Romney’s missing hard drives raise questions over government records
It appears it was legal for Mitt Romney’s aides, on their way out of the governor’s office in Massachusetts in 2006, to write personal checks for $65 each to buy the hard drives from their state office computers, taking with them government emails and other records of his administration, including information about the birth of the Romney health care insurance mandate.
It was legal for the Romney administration to spend $97,000 in public money to swap out computers and email servers, making sure that emails never got into the hands of the public, journalists, historians and, not incidentally as Romney himself points out, his opponents in the 2012 presidential campaign.
And the Romney administration got legal permission, Reuters reported Thursday evening, to destroy 150 boxes of government records.
But illegality is not the only test, say advocates of open government, who wonder when the public will insist that all candidates for high office do more than give lip service to transparency.
“Public officials need an attitude adjustment,” said Ken Bunting, executive director of the National Freedom of Information Coalition at the University of Missouri. “They need to recognize that the instruments of the government don’t belong to them. They belong to the people. Self-government doesn’t work without information. Government records, including emails, ought to be available without filing a lawsuit, without any more than a keystroke.”

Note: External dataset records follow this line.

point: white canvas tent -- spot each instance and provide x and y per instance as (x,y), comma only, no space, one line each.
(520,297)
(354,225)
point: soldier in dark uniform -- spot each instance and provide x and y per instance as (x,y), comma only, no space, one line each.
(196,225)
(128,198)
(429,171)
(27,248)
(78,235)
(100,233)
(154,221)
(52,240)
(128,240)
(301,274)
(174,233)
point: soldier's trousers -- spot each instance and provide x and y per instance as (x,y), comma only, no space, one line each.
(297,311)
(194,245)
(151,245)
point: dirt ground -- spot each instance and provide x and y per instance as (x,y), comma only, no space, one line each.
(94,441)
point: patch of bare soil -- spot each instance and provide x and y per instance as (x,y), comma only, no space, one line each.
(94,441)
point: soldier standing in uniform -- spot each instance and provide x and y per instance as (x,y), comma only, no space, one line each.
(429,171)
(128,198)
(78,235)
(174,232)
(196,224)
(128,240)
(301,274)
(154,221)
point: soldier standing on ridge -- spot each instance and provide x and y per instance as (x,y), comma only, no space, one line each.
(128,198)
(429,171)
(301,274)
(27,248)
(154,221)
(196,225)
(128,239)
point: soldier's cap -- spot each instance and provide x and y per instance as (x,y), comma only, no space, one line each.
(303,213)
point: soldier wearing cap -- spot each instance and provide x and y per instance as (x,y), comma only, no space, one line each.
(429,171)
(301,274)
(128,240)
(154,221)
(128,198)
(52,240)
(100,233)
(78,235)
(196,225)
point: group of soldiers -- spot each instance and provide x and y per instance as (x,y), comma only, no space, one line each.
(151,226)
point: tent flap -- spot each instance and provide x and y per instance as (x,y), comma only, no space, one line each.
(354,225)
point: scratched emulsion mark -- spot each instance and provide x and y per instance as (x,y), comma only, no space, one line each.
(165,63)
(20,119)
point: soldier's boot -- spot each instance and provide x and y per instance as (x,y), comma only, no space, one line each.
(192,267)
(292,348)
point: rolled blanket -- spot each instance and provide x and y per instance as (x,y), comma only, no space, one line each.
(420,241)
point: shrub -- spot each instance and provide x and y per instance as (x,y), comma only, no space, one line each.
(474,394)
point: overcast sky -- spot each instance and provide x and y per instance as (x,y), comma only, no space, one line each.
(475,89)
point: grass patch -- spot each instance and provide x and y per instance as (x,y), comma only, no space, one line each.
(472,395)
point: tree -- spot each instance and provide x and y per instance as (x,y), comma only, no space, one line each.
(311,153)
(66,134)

“Here’s the irony,” Bunting added. “In a roundabout way, Romney and his aides may have done a favor for open government. I would imagine that, for the citizens of Massachusetts, buying your hard drive so things disappear doesn’t pass the smell test. Everybody’s going to know it was done for the purpose of hiding information from the public. Even if that’s perfectly legal, people would say, ‘How can they get away with that?’ Maybe there will be a move to change the law.”
The facts so far
Here’s what’s known about the case of the purged emails and missing boxes:
On Nov. 17, The Boston Globe reported that 11 members of Romney’s staff bought 17 computer hard drives five years earlier. Of course, the staff were buying more than a used hard drive — they were buying the government records on those hard drives. What about the backup copies on state servers? Other computers in the governor’s office were replaced as part of “routine maintenance.”Reuters moved the story forward on Dec. 6, documenting that the Romney administration spent $97,000 to replace computers, causing other emails to be lost. On its way out the door, the Romney team spent $205,000 for a three-year lease on computers for the governor’s office, replacing a lease that had provided the same number of computers for $108,000.
Aides to Romney’s successor, Gov. Deval Patrick, a Democrat, said they can’t fulfill public records requests for the Romney administration’s emails because the emails are gone. A spokesman for Romney’s campaign blamed Patrick, a supporter of President Obama, for encouraging requests for public records, but didn’t answer the question why the state computers were replaced, making the records unavailable to the public.
Then this Thursday, Reuters reported that the Romney administration got permission to destroy 150 boxes of paper records. A Romney spokeswoman wouldn’t say whether the records were actually destroyed, but said the law was followed.